L'autre problème, bien sûr, c'est la financiarisation de l'industrie, qui crée des situations intenables (si vous vous intéressez un peu à la cuisine des jeux vidéo, vous avez entendu parler des crunchs depuis deux ou trois ans, des scandales que ça crée, des séries d'articles dans la presse spécialisée, de la grave crise sociale qui commence à mijoter et dont les dirigeants ne semblent pas prendre conscience.)
Par ailleurs, dopée par l'informatisation (la fameuse Traduction Assistée par Ordinateur, qui est une gigantesque blague), les structures de localisation deviennent de grosses multinationales sans traducteurs internes, dont le but est uniquement de récupérer du travail, pour le déverser ensuite à des externes sans contrat et mal payés (qui ne savent donc pas faire le boulot, n'ayant jamais été formés, et n'en ont rien à foutre - et pourquoi en auraient-ils quelque chose à foutre ? On ne les paie qu'à peine, pendant que ceux qui leur délèguent le travail avant d'aller glandouiller dans des réunions avec leur café noisette double saveur corsée ont un contrat et de solides salaires).

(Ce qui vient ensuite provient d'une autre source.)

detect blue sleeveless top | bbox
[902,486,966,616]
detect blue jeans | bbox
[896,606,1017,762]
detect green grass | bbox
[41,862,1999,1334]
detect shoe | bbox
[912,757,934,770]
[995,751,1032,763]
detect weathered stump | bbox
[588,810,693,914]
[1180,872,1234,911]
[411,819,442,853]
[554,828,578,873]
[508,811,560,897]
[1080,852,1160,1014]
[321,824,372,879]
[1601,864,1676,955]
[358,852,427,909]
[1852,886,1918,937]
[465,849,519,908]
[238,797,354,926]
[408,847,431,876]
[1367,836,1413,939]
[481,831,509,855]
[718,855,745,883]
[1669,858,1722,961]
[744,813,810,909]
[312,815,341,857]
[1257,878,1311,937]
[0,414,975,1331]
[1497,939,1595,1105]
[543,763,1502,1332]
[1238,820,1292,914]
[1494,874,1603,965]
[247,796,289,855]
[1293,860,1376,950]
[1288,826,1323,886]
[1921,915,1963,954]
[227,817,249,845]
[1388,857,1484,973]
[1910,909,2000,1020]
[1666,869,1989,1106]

Nous sommes, en France, dans cette industrie, la dernière boîte composée de traducteurs internes en CDI. Cela permet d'avoir des gens plus motivés et très expérimentés, au point que certains gros clients viennent nous voir pour ça, pour avoir du pain frais et pas du décongelé industriel (Sony, par exemple : l'ami Matt a supervisé la traduction de Dreams, elle est impeccable !) C'est pour ça aussi que nous refusons de passer sous les fourches caudines des clients qui veulent nous contraindre à exploiter à leur profit des prolétaires de la traduction. C'est non, et on coulera la boîte plutôt que de fonctionner comme ça.
Désolé, j'ai tenté une explication aussi neutre que possible, mais ça n'est pas moi qui suis politique, c'est l'idéologie des dirigeants des grands noms du développement du jeu vidéo en occident : très hauts salaires et dividendes au sommet de l'échelle, croyance dans la TAO qui les conduit à faire appel à des multinationales de la traduction qui n'ont en interne que des chefs de projet, lesquels ne servent objectivement à rien en traduction, mais absorbent la plus grosse part de la masse salariale, ce qui prolétarise inéluctablement le traducteur de base, et appauvrit considérablement les traductions.
Bref, dans la traduction, c'est comme partout.